Ao dar vez e voz a um punhado de crianças no final da infância e na pré-adolescência, a diretora cria uma obra a muitas vozes, sem se colocar acima de suas personagens, mas se deixando levar, por assim dizer, pelas angústias, medos e desejos delas próprias. O resultado é não menos que encantador.
Entre conversas, brincadeiras e encenações promovidas pelo grupo, emergem questões sociais e culturais profundas, que vão muito além da carência material, entre elas o reiterado machismo da nossa formação, que reduz a mulher ao trabalho doméstico e confere ao homem o poder de decisão e a liberdade de movimentos a que ela não tem acesso.
São tocantes as entrevistas que as meninas realizam com suas respectivas mães. Muitas destas fugiram de casa ainda adolescentes par casar, afrontando o autoritarismo paterno, mas caindo, elas próprias, numa situação semelhante. Em seus relatos, desenha-se uma realidade dura, sem luz elétrica, sem gás, e em que a água precisava ser buscada no rio e a lenha no mato.

Mas as meninas não aceitam passivamente esquemas arcaicos. Uma delas, ao mencionar o mito bíblico da criação de Eva a partir de uma costela de Adão, diz: “E se ela tivesse nascido direto do barro?” Outra declara preferir ter um cachorro a ter um marido, porque “marido é chato, cachorro não”.
Um misto de temor e expectativa cerca a iminência de “se tornarem mocinhas”, com a primeira menstruação. Elas receiam deixar de ser crianças, a exemplo de uma das mais velhas, que menstruou e “agora não brinca mais, só fica no celular”.
A presença crescente das igrejas evangélicas na região vem à tona nas conversas, nas imagens de fachadas dos modestos templos e em um culto. Tudo é filmado respeitosamente, sem imposição de um ponto de vista crítico, mas também sem condescendência. Numa das poucas conversas em que ouvimos a voz da própria diretora, uma das meninas lhe pergunta: “Qual é o seu pecado?” A diretora responde com franqueza: “Eu não acredito em pecado”. E a menina, na lata: “Esse é o seu pecado”.

Essa relação tanto quanto possível horizontal, sem hierarquia, é um dos grandes trunfos do filme. Há um respeito escrupuloso pelos valores e sentimentos de cada personagem retratada.
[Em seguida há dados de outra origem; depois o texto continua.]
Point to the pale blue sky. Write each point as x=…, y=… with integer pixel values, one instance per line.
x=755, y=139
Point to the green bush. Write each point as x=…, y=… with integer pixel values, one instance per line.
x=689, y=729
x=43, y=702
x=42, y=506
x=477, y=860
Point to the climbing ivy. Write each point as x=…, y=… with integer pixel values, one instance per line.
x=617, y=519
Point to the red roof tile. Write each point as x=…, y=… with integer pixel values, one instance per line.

A certa altura as garotas cantam e dançam um funk ou coisa que o valha com letra alusivamente pornográfica. Questionadas pela diretora, fica claro que elas não entendem a alusão grosseira de versos em que “leite” faz as vezes de esperma. Para elas, tudo é diversão inocente.
O estabelecimento de uma relação de afeto e confiança conflui para a encenação, pelas próprias meninas, dos futuros que imaginam para si: uma quer ser enfermeira; outra, professora; uma terceira, criminalista; outra ainda, atriz… Comoventemente, uma diz que quer ser “empregada”. E cada uma delas vive diante das câmeras o seu futuro sonhado. Poucas vezes o cinema chegou a justificar de forma tão sublime a surrada expressão “fábrica de sonhos”.
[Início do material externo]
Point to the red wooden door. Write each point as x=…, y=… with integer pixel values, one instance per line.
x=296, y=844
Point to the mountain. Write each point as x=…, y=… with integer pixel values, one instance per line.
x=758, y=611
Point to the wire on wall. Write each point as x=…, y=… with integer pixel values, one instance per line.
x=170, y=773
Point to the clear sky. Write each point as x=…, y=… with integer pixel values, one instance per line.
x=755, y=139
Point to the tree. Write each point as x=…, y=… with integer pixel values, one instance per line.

Uma coisa chama a atenção: os homens estão virtualmente ausentes, com exceção de um pastor evangélico e de alguns irmãos menores das protagonistas. Não deve ter sido só por uma questão de escolha e recorte.
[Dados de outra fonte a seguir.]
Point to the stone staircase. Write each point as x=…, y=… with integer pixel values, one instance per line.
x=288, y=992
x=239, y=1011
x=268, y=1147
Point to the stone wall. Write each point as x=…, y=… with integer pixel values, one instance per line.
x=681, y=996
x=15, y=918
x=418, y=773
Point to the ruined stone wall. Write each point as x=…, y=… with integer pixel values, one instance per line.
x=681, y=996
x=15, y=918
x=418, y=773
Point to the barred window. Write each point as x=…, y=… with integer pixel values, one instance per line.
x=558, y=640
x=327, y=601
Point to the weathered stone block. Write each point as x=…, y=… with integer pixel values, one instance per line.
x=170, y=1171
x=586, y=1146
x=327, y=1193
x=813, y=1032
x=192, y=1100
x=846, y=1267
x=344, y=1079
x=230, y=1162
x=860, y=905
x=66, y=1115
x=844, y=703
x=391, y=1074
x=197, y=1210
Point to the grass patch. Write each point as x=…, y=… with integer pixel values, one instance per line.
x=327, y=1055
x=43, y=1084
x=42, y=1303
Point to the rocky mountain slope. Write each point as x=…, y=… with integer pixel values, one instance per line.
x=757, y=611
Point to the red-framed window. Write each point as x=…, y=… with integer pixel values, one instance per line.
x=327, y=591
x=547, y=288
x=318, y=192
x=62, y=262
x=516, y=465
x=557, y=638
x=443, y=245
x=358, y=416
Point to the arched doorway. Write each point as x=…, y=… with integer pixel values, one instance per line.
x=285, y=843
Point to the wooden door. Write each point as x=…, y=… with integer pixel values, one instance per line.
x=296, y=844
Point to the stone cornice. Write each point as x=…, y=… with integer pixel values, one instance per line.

Tudo indica que os homens da região param pouco em casa, seja em função do trabalho ou “da cachaça” (palavra repetida muitas vezes nas conversas e nas encenações das meninas).
Uma cartela final, antes dos créditos, informa (e eu chequei) que o município de Guaribas, em que tudo se passa, era no começo deste século o que tinha a pior colocação nacional no Índice de Desenvolvimento Humano, com uma alta taxa de analfabetismo, entre outras mazelas. Em 2003 o município abrigou o projeto piloto do programa Fome Zero, que mudou radicalmente o quadro, aumentando o índice de alfabetização e fazendo despencar o de desnutrição e mortalidade infantil. Todas as pessoas retratadas no filme são beneficiárias do Bolsa Família.